Phytoplankton is an important primary producer in the ocean and one of the key components of the marine biological pump. The cellular carbon content and chlorophyll a (Chl a) content are the two most important biomass indices for phytoplankton. Recording and monitoring these biomasses are important tasks for studying phytoplankton, and C:Chl a is a key conversion tool between them. Although C:Chl a varies over a wide range, it is tightly regulated by external environmental factors, which mainly include light, nutrients and temperature, etc. Modelling studies of C:Chl a are important for understanding the ocean carbon cycle.

The history of the development of the C:Chl a model from the early empirical models to the present mechanistic models is outlined. Using the Geider empirical model and the Cloern model as examples, the empirical model is based on a large amount of experimental data on incubation and is obtained by summarising the data by linear or non-linear fitting. Empirical models have the advantage of being easy to use, but they cannot help us understand the specific effects of environmental factors on the physiological state of phytoplankton because they ignore the biological processes of phytoplankton. Mechanism models are represented by the Geider and Pahlow models, which are based on phytoplankton cellular carbon and nitrogen sources and expenditure, and optimal uptake kinetics, respectively. Mechanism models are popular in biogeochemical modelling because they can assist in tracing the flow of carbon and nitrogen elements.

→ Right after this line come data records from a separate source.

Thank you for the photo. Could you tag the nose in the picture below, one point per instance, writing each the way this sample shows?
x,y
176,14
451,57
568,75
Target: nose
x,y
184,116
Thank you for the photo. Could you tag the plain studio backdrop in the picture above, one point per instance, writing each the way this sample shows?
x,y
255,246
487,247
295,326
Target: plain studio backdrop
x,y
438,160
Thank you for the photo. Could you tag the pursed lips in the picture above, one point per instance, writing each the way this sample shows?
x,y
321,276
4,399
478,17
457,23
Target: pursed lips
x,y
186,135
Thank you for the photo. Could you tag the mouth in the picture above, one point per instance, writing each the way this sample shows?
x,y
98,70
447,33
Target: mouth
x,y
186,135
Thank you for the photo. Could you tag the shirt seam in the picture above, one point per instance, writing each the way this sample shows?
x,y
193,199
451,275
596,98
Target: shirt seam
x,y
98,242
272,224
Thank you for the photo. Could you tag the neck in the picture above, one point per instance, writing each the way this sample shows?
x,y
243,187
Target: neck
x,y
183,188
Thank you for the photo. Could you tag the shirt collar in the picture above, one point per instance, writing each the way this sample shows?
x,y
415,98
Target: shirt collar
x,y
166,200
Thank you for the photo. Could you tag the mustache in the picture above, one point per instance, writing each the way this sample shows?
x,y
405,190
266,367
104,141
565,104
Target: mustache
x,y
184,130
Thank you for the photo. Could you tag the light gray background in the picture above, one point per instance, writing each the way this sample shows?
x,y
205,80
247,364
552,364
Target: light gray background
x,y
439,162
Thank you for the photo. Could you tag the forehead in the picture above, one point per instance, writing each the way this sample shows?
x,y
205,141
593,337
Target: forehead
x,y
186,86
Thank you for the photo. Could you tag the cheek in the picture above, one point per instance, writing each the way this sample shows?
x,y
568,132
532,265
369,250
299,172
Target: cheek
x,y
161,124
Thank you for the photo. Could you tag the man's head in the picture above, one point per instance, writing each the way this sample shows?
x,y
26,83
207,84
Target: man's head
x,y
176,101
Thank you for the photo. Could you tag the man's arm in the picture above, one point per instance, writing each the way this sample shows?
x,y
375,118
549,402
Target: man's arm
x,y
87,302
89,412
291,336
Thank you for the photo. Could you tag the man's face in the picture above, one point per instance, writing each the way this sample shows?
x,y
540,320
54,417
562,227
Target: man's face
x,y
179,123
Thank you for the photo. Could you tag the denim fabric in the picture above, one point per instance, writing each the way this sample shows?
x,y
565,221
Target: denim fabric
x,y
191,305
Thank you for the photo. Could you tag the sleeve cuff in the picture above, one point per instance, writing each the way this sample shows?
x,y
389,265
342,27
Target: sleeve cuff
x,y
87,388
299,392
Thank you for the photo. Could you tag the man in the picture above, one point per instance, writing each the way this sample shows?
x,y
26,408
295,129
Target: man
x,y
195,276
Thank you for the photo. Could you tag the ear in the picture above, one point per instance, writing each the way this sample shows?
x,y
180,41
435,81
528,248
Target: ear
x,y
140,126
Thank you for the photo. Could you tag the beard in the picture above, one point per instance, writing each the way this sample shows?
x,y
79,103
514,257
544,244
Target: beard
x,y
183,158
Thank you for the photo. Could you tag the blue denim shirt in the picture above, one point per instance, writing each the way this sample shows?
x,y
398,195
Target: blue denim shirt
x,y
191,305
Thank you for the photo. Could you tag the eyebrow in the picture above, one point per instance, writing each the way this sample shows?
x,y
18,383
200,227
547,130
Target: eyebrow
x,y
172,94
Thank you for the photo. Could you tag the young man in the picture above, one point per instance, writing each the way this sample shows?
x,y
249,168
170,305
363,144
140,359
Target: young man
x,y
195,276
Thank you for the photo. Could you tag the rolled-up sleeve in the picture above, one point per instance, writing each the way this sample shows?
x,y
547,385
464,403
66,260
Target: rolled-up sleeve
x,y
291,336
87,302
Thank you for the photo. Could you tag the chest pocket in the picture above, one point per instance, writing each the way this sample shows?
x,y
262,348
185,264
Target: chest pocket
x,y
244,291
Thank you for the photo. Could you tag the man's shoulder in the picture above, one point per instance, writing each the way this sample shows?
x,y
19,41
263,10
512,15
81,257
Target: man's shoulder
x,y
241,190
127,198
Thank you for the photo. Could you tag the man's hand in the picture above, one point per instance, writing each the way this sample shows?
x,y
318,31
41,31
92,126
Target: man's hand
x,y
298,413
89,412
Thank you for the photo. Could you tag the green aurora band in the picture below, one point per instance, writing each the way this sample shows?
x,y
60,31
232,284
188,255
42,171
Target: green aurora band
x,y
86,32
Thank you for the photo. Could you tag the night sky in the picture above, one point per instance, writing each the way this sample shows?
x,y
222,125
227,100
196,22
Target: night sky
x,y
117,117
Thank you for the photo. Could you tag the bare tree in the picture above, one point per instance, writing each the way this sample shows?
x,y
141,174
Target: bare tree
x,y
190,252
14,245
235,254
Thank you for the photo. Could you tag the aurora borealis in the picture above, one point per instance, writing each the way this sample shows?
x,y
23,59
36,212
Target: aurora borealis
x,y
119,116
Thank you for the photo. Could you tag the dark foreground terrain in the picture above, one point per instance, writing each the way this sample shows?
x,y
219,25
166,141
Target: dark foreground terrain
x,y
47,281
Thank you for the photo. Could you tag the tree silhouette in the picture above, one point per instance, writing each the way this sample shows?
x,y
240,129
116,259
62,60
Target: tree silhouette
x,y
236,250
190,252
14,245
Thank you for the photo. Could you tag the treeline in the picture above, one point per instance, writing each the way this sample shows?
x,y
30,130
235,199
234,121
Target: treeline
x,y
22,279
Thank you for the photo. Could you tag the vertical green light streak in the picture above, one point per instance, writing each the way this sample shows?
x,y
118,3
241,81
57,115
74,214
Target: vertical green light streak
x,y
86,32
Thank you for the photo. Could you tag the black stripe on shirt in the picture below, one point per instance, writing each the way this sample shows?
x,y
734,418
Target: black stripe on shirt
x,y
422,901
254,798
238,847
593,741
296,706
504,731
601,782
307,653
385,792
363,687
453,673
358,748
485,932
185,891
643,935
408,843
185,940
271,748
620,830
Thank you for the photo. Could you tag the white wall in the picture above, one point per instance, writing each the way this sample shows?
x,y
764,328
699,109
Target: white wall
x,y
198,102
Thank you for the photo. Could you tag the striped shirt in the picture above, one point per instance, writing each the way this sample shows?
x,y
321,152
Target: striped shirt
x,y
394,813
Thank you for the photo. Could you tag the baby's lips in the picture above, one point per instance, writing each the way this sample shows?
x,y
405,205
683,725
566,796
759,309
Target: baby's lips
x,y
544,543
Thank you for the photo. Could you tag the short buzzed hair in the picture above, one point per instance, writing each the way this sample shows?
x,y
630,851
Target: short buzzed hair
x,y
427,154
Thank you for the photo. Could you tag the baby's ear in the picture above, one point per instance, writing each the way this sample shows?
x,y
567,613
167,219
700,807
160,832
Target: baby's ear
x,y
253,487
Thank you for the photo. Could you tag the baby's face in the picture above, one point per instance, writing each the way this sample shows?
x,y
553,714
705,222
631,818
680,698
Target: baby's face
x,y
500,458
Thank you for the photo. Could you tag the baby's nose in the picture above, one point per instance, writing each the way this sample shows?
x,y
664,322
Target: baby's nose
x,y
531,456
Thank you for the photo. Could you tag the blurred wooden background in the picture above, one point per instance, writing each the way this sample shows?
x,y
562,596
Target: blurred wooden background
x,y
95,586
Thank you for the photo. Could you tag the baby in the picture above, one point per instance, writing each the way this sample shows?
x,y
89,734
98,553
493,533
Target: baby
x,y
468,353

With regard to the shortcomings and future challenges of the current C:Chl a model, the first is the various externally regulated environmental factors, such as photoinhibition of phytoplankton in the surface ocean, the common limitation of nutrients, and high temperature stress brought about by the context of global warming. The second is the taxonomic groups, in particular the current C:Chl a model may generally underestimate the carbon biomass of dinoflagellates with multiple growth strategies.

Finally, it is proposed that future C:Chl a models should strike a balance between reliability and universality. Taking the Pahlow model as an example, although the optimality-based assumption makes it better than the Monod equation in describing the nutrient uptake of phytoplankton cells, it is seldom used in marine biogeochemical modelling due to its complicated computational process. Therefore, the structure of the model should not be too complex and difficult to use.